Грипп! Страшнейший!!! Все время чихаю-кашляю, чихаю-кашляю…

Телефон все звонил и звонил. Блин, давно надо было поставить аппарат с АОНом и черным списком, а не жмотиться.

Сигизмунд умирающе просипел в трубку:

— Слушаю…

— Гоша? — послышался в трубке обеспокоенный голос.

Мать! Этого еще не хватало!

— Да. — Сигизмунд придал голосу капризно-недовольное выражение. — Что ты звонишь так рано?

— А ты что, спал?

— Да, — лаконично соврал Сигизмунд.

— Совсем нас позабыл, не звонишь, — завела мать. — Ну, как ты там?

— Нормально.

— Деньги-то есть? Не голодаешь?

— Да, есть.

— А то ведь вы с Натальей-то разошлись! — Тоже мне, новость! — Тебя и покормить-то некому…

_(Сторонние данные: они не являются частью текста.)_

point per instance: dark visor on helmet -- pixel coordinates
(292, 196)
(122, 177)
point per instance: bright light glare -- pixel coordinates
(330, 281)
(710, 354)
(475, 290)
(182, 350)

— Меня и Наташка не больно-то кормила, — угрюмо сказал Сигизмунд.

— Да уж, — закручинилась мать. — Кто как не мать… А ты не ценишь…

— Ой, ну хватит… Как у вас-то дела? Что новенького?

— Да что у нас, стариков, новенького? Это у вас, у молодых…

Сигизмунд никак не отреагировал.

Слышно было, как возится в комнате безумная девка.

— А? — переспросил он.

— Я говорю, как Ярик? — повторила мать.

— А? Кто?.. А, нормально.

Яриком — Ярополком — звали сигизмундова сына. Ему было пять лет. Жил он, естественно, с Натальей.

— Что-то голос у тебя грустный, — заметила мать. — Ничего не случилось?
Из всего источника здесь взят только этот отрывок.